At `25^(@)`C, `K_(sp)` for `PbBr_(2)` is equal to `8xx10^(-5)`. If the salt is `80%` dissociated, What is the solubility of `PbBr_(2)` in mol//litre?

To solve the problem, we need to find the solubility of PbBr₂ when it is 80% dissociated. Let's break down the solution step by step. ### Step 1: Define the solubility Let the solubility of PbBr₂ be represented as \( S \) (in mol/L). This means that if \( S \) moles of PbBr₂ dissolve in 1 L of water, it will dissociate into its ions. ### Step 2: Write the dissociation equation The dissociation of PbBr₂ in water can be represented as: \[ \text{PbBr}_2 (s) \rightleftharpoons \text{Pb}^{2+} (aq) + 2 \text{Br}^- (aq) \] From this equation, we can see that 1 mole of PbBr₂ produces 1 mole of Pb²⁺ and 2 moles of Br⁻. ### Step 3: Calculate the concentrations of ions If PbBr₂ is 80% dissociated, then: - The concentration of Pb²⁺ ions will be \( 0.8S \). - The concentration of Br⁻ ions will be \( 2 \times 0.8S = 1.6S \). ### Step 4: Write the expression for Ksp The solubility product constant \( K_{sp} \) for PbBr₂ is given by: \[ K_{sp} = [\text{Pb}^{2+}][\text{Br}^-]^2 \] Substituting the concentrations we found: \[ K_{sp} = (0.8S)(1.6S)^2 \] ### Step 5: Substitute the value of Ksp We know that \( K_{sp} = 8 \times 10^{-5} \).
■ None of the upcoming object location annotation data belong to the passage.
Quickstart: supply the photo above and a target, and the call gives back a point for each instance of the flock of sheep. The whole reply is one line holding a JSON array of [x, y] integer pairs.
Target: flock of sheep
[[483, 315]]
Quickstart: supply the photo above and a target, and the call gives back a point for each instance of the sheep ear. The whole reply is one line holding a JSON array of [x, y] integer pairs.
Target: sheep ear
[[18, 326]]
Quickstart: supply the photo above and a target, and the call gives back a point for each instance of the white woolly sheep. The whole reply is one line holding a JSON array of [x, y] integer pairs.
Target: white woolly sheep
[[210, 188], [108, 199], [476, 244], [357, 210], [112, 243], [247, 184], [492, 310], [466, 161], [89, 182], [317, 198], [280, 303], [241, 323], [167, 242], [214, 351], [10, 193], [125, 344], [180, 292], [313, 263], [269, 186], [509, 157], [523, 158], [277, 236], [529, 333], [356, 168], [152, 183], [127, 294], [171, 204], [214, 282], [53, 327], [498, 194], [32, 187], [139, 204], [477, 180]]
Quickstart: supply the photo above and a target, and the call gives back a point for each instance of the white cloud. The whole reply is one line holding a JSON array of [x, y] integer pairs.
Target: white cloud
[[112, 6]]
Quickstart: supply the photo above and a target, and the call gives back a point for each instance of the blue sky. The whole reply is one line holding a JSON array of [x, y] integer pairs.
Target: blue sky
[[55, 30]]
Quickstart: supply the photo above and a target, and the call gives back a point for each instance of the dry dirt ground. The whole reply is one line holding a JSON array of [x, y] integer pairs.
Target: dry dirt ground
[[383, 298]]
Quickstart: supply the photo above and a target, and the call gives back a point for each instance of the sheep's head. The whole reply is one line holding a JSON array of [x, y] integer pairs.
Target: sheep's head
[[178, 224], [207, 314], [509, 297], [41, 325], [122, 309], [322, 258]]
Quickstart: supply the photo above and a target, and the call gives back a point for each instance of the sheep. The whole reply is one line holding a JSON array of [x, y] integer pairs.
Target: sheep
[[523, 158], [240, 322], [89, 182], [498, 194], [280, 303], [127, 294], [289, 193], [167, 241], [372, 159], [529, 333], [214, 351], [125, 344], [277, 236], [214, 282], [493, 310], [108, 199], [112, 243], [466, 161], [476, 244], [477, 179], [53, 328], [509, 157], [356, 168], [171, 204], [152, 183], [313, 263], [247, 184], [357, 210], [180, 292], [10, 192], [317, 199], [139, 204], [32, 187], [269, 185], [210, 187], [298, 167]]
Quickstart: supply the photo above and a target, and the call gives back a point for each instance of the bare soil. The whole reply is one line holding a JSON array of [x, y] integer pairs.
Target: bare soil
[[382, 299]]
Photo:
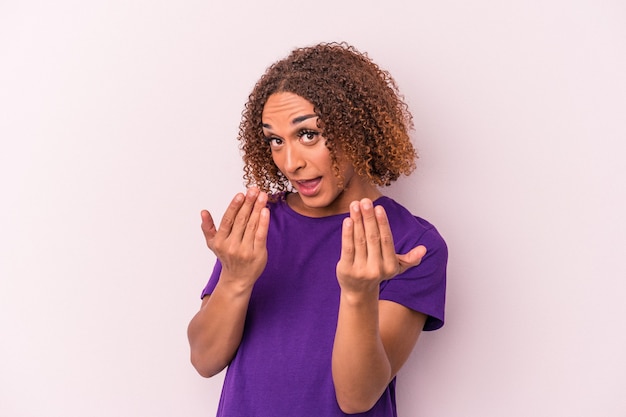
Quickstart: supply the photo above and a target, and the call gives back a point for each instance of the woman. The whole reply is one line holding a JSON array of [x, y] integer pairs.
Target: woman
[[317, 299]]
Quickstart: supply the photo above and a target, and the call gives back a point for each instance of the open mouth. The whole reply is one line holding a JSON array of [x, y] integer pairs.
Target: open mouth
[[308, 187]]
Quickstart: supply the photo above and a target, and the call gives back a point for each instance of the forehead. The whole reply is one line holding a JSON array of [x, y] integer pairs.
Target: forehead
[[281, 107]]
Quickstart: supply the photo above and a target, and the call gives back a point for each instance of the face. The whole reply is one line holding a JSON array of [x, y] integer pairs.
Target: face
[[300, 153]]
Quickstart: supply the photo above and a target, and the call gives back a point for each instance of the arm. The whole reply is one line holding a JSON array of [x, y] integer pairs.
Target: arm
[[373, 338], [240, 244]]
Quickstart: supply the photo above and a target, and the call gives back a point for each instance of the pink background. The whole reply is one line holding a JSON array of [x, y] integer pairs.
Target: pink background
[[117, 125]]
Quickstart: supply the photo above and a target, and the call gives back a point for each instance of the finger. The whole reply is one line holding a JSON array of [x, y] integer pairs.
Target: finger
[[207, 226], [347, 241], [253, 221], [243, 215], [412, 258], [260, 235], [372, 232], [228, 219], [358, 233], [387, 248]]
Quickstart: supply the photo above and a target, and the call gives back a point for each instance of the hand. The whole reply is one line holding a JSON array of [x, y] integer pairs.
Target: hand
[[368, 255], [240, 241]]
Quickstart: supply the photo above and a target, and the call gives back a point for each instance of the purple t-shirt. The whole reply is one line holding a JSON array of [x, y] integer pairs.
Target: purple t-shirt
[[283, 364]]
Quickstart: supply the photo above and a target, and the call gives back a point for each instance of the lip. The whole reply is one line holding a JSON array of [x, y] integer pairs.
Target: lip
[[308, 188]]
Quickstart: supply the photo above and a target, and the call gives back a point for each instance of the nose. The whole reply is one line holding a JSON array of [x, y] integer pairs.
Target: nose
[[293, 158]]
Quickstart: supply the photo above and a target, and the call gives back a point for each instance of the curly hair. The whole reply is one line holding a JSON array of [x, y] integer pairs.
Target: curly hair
[[359, 109]]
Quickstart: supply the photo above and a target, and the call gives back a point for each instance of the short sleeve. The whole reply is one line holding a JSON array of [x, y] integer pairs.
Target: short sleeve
[[423, 288]]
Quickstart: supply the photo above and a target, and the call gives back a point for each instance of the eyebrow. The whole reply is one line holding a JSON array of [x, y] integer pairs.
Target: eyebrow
[[295, 121]]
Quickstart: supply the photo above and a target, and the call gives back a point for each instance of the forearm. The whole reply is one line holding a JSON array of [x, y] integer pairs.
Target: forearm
[[361, 368], [215, 331]]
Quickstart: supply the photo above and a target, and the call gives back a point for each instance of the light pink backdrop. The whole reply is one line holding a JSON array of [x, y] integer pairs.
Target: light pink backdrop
[[117, 125]]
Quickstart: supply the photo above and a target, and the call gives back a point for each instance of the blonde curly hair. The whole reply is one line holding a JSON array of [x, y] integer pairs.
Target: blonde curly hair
[[359, 108]]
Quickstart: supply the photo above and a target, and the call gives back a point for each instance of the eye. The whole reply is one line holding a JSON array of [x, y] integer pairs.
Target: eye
[[274, 142], [308, 136]]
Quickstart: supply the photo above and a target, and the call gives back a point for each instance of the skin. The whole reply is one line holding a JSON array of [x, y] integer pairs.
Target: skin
[[374, 337]]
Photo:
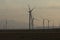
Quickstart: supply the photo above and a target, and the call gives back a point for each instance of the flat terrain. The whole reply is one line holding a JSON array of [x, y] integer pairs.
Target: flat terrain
[[46, 34]]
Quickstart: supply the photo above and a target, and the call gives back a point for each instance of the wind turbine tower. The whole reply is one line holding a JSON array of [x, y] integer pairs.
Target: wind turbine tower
[[30, 17]]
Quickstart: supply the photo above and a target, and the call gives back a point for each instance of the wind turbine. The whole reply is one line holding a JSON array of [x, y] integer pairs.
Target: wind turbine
[[30, 17]]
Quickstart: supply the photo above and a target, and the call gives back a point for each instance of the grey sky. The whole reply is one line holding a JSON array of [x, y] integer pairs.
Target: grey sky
[[17, 9]]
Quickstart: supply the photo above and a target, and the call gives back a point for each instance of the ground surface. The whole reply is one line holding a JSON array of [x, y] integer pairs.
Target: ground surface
[[52, 34]]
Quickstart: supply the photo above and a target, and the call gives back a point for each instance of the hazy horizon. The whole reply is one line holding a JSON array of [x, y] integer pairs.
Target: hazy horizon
[[17, 10]]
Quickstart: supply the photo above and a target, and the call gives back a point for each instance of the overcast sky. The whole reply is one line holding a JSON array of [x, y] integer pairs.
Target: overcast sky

Therefore, we can set up the equation: \[ 8 \times 10^{-5} = (0.8S)(1.6S)^2 \] ### Step 6: Simplify the equation Now, simplify the right-hand side: \[ (1.6S)^2 = 2.56S^2 \] Thus, we have: \[ 8 \times 10^{-5} = 0.8S \cdot 2.56S^2 \] \[ 8 \times 10^{-5} = 2.048S^3 \] ### Step 7: Solve for S Now, we can solve for \( S \): \[ S^3 = \frac{8 \times 10^{-5}}{2.048} \] Calculating the right side: \[ S^3 = 3.90625 \times 10^{-5} \] Taking the cube root: \[ S = \sqrt[3]{3.90625 \times 10^{-5}} \approx 0.0342 \text{ mol/L} \] ### Final Answer The solubility of PbBr₂ at 25°C, when 80% dissociated, is approximately: \[ \boxed{0.0342 \text{ mol/L}} \]